You could do the same with VS Code and get some basic version of an instant, serverless IDE!

Advanced: Unencrypted TCP tunnels

By default, tunnels are only exposed to the Internet at a secure random URL, and connections have automatic TLS (the “S” in HTTPS). However, sometimes you might need to expose a protocol like an SSH server that goes directly over TCP. In this case, we have support for unencrypted tunnels:

with forward(8000, unencrypted=True) as tunnel:
    print(f"tunnel.tcp_socket = {tunnel.tcp_socket}")

Might produce an output like:

tunnel.tcp_socket = ('r3.modal.host', 23447)

You can then connect over TCP, for example with nc r2.modal.host 23447. Unlike encrypted TLS sockets, these cannot be given a non-guessable, cryptographically random URL due to how the TCP protocol works, so they are assigned a random port number instead.

Pricing

Modal only charges for containers based on the resources you use. There is no additional charge for having an active tunnel.

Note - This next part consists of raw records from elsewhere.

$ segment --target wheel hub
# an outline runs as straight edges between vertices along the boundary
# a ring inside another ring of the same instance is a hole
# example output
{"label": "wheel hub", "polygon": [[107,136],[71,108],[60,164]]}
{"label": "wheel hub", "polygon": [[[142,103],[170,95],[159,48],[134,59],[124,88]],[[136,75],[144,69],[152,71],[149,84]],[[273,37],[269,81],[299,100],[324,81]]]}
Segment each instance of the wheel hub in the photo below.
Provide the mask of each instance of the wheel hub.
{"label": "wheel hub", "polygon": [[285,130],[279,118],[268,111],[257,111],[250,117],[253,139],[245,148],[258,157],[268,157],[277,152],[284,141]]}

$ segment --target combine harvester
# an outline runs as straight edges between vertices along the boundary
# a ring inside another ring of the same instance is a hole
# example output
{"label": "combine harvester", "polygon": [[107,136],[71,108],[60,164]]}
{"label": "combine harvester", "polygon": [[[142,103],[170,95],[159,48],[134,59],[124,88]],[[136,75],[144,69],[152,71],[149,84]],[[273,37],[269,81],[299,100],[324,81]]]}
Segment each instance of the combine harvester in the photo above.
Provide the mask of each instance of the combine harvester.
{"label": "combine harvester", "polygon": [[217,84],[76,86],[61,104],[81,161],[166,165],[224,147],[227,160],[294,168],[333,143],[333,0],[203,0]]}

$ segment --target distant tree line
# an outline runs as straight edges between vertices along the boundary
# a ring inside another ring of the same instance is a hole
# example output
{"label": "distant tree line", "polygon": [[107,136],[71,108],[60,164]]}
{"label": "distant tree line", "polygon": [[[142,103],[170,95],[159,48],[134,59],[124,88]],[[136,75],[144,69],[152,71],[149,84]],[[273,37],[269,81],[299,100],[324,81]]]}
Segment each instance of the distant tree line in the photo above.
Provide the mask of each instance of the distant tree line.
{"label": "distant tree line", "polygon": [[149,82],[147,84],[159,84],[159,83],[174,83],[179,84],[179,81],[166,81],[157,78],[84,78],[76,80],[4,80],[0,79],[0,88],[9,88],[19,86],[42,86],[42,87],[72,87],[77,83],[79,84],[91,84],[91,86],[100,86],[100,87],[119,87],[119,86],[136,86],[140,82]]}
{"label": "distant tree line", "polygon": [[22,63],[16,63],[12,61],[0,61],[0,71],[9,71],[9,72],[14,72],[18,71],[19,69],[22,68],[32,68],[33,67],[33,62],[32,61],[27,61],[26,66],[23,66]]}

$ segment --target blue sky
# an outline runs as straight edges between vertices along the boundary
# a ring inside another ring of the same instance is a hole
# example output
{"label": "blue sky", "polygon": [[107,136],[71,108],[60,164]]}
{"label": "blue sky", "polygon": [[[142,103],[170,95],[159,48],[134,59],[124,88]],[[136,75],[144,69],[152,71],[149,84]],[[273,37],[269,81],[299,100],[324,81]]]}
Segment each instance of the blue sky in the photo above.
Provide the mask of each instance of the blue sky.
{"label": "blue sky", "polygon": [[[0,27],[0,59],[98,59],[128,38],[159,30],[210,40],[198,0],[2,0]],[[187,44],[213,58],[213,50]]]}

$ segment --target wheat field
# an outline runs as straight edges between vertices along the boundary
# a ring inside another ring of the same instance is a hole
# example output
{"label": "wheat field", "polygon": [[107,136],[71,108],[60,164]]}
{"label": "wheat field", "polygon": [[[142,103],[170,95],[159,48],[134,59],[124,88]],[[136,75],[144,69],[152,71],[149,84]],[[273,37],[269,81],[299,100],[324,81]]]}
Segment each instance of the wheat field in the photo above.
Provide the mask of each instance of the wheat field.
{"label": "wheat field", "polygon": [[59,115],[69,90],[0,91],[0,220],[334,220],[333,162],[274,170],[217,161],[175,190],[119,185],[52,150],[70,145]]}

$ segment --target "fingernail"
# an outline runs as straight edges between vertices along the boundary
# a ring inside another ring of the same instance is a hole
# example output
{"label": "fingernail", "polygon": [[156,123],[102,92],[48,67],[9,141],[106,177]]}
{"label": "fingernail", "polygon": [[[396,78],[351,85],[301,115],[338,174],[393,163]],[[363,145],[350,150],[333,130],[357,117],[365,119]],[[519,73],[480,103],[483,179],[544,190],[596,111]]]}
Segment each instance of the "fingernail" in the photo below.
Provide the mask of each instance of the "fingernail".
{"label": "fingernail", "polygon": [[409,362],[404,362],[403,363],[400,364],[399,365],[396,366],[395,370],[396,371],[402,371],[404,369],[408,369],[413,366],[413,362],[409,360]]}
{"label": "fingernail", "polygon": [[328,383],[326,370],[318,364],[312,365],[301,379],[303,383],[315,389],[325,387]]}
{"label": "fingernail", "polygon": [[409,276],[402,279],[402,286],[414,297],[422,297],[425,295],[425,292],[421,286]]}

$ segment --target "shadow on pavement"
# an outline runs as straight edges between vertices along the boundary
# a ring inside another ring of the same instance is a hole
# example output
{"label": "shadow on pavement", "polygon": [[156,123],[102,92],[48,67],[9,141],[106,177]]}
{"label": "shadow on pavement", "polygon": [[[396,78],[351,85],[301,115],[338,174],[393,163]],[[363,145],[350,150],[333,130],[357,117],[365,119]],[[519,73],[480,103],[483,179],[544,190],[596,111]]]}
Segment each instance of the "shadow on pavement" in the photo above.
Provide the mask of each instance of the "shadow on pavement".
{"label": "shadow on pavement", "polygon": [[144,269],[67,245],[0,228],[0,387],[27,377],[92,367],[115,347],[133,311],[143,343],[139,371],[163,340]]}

For example, if you start a Jupyter notebook on port 8888 and access it via tunnel, you can use it for an hour for development (with 0.01 CPUs) and then actually run an intensive job with 16 CPUs for one minute. The amount you would be billed for in that hour is 0.01 + 16 * (1/60) = 0.28 CPUs, even though you had access to 16 CPUs without needing to restart your notebook.

Security

Tunnels are run on Modal’s private global network of Internet relays. On startup, your container will connect to the nearest tunnel so you get the minimum latency, very similar in performance to a direct connection with the machine.

This makes them ideal for live debugging sessions, using web-based terminals like ttyd.

The generated URLs are cryptographically random, but they are also public on the Internet, so anyone can access your application if they are given the URL.

We do not currently do any detection of requests above L4, so if you are running a web server, we will not add special proxy HTTP headers or translate HTTP/2. You’re just getting the TLS-encrypted TCP stream directly!